Sentar na poltrona, acender um cigarro, tomar um whisky – cowboy. Fechar os olhos, pensar no dia que não foi, esquecer o dia que foi, balançar o pé no ritmo que ainda não conseguiu escutar. Por alguns segundos, pensar em nada. O não-pensar é uma forma de raciocinar.

A arte de não fazer nada. A rebelião contra a rotina opressora, que apenas deixa o sonho como refúgio e possibilidade de mergulho.

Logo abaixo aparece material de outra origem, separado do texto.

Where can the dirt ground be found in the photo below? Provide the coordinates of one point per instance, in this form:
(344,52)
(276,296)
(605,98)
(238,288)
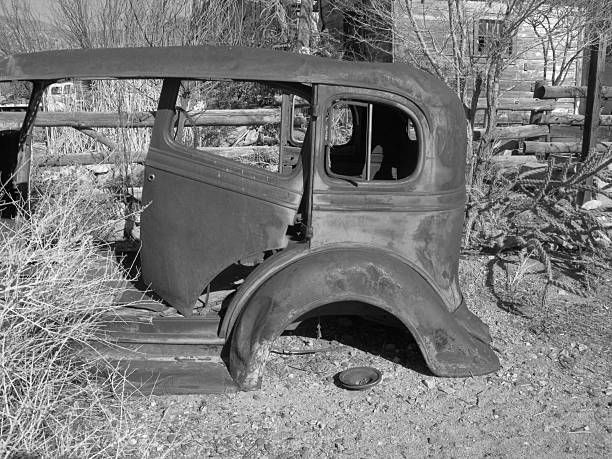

Sonhar com dias sem remédios pra dormir, de sono tranquilo, de paz interior, de cansaço bom. Olhar a bússola em vez de correr a esmo. Cansa caminhar em círculos.

Não saber do que se sabe, não dar ouvidos ao desnecessário, não deixar de sorrir, mesmo na angústia. Não há nada mais temido que o sorriso franco. Enfrentar o inevitável, mudar o que pode ser mudado, desafiar o destino. Tem calma. Tem?

Levantar da poltrona, apagar o cigarro, deixa o whisky pra lá. Abrir os olhos, digerir o dia que foi, pensar no dia que será, dançar no ritmo que a dança pede. Por alguns segundos pensar em tudo. Improvisar é a melhor forma de raciocinar. Jazz.